Das Internet lebt davon, dass Inhalte verlinkt und verbreitet werden. Darunter können sich auch rechtswidrige Inhalte befinden. Wer rechtswidrige Inhalte Dritter bewusst oder ungeprüft selbst verbreitet oder verlinkt, riskiert ein medien-, zivil- oder gar strafrechtliches Verfahren. Dies kann sogar gelten, wenn Dritte den Link auf Ihrem Angebot (beispielsweise Social Media Profil) posten, Sie Kenntnis von den rechtswidrigen Inhalten erlangen und danach nichts unternehmen. Deswegen sollten Sie handeln, sobald Sie erfahren, dass ein rechtswidriger Inhalt (z.B. ein volksverhetzender Kommentar) auf Ihrem Angebot veröffentlicht wurde.

Was kann ich als Admin und Seitenbetreiber gegen Hate Speech tun?

Als Administrator haben Sie Werkzeuge, die andere User nicht haben.
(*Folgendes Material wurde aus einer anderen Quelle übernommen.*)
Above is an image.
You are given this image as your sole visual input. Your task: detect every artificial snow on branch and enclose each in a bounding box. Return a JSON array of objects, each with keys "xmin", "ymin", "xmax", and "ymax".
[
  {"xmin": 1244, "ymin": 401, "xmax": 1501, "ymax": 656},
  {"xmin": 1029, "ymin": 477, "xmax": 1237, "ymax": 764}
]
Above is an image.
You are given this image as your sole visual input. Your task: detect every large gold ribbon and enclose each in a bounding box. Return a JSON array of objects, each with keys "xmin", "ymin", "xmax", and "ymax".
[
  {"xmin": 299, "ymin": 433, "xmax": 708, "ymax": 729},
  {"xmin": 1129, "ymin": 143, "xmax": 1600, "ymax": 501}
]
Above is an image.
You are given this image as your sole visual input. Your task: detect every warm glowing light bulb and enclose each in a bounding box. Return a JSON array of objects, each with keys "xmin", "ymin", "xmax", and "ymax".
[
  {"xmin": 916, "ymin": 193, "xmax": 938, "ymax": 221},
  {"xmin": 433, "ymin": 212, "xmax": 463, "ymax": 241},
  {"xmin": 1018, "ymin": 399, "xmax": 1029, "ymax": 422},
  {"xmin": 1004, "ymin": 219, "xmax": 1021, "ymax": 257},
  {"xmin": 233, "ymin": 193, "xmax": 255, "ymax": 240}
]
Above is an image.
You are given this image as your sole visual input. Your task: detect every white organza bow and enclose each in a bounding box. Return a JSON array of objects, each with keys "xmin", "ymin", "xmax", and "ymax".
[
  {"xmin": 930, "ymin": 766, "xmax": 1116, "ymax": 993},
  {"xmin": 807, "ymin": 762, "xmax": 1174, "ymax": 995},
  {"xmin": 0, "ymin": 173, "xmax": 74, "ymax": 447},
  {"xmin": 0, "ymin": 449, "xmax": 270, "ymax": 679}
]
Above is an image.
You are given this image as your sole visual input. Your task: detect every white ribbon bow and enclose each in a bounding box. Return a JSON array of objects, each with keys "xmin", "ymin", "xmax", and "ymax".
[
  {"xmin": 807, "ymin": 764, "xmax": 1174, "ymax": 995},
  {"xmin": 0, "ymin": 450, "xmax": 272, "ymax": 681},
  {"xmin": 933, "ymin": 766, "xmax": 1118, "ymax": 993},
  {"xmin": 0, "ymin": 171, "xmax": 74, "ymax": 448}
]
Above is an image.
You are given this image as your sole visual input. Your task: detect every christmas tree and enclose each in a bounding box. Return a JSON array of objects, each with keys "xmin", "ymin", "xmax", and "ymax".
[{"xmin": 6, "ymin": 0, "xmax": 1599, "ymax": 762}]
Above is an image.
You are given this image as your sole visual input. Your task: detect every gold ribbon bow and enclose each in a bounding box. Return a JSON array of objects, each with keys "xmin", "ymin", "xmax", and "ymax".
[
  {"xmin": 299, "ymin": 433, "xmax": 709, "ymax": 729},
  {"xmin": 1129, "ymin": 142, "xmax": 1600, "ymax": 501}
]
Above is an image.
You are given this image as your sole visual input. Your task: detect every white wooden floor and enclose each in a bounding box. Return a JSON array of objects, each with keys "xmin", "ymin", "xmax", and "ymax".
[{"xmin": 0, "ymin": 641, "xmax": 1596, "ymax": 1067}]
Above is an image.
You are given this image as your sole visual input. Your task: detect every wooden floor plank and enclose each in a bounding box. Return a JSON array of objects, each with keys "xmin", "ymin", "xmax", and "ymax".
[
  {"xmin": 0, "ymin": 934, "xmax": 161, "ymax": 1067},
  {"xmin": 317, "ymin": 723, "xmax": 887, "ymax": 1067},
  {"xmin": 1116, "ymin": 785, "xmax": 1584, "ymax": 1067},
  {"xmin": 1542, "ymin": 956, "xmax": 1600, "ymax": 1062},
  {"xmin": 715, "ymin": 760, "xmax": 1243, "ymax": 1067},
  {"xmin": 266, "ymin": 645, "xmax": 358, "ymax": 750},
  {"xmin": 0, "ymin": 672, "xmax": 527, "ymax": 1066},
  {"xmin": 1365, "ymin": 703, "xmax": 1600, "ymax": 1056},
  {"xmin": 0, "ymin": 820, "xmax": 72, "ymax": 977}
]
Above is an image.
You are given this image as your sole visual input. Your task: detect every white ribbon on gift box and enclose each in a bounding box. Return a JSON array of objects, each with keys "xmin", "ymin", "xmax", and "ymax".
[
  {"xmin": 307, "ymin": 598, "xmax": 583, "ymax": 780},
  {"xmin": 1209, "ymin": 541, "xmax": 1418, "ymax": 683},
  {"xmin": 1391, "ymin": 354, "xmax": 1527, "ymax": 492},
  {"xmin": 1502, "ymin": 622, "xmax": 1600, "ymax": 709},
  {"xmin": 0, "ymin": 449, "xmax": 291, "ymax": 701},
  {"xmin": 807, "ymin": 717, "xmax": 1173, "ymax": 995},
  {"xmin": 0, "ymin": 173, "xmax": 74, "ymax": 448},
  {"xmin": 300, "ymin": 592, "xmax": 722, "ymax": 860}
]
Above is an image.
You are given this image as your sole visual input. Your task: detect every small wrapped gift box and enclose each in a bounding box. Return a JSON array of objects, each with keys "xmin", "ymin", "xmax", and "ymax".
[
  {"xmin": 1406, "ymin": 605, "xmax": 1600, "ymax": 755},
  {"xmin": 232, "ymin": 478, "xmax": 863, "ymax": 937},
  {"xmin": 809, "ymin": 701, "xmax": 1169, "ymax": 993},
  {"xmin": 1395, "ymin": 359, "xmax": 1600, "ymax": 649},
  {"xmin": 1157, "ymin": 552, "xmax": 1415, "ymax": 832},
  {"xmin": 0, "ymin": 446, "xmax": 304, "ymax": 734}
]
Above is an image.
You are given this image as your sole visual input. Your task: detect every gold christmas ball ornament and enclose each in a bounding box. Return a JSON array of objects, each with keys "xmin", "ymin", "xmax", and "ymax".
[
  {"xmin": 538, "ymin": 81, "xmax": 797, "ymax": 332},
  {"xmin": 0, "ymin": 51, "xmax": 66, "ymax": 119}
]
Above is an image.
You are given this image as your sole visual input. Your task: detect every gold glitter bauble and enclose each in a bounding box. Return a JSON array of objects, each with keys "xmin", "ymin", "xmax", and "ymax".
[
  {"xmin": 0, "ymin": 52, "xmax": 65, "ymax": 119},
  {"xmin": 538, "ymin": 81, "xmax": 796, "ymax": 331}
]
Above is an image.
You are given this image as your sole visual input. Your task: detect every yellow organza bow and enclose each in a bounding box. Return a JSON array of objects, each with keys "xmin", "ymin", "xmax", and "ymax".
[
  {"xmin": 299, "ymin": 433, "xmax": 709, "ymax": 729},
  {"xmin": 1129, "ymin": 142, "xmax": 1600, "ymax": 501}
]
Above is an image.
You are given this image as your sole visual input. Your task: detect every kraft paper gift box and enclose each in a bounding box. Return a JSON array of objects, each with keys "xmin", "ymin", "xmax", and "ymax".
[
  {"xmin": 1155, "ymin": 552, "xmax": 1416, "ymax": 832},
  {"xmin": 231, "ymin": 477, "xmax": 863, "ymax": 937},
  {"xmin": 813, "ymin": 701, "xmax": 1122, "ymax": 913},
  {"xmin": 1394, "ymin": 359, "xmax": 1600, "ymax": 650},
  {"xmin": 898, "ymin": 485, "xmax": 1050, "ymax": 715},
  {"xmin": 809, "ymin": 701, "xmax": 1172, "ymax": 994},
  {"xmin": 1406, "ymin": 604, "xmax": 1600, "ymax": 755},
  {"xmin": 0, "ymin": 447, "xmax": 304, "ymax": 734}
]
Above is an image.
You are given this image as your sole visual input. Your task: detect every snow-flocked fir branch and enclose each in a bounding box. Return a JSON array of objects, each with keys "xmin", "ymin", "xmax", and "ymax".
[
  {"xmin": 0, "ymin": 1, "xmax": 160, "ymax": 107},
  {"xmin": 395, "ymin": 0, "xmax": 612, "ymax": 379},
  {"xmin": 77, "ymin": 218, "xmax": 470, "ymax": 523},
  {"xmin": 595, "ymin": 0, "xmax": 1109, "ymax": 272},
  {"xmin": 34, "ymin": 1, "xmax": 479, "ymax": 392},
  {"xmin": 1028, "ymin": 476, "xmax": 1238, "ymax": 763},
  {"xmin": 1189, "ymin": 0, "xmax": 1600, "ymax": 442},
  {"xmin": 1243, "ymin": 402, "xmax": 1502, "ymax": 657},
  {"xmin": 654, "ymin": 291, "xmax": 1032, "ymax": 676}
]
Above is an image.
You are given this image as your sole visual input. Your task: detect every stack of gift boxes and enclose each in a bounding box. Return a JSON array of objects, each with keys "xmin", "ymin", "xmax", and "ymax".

Sie können Beiträge blocken oder löschen, mit einer Netiquette Regeln für die Diskussion auf Ihrem Angebot festlegen und Ihre Nutzerinnen und Nutzer durch Kampagnen ermutigen, selbst gegen Hass im Netz aktiv zu werden. Die meisten Betreiber erläutern die speziellen Funktionen in ihrem Dienst und geben Tipps für Admins.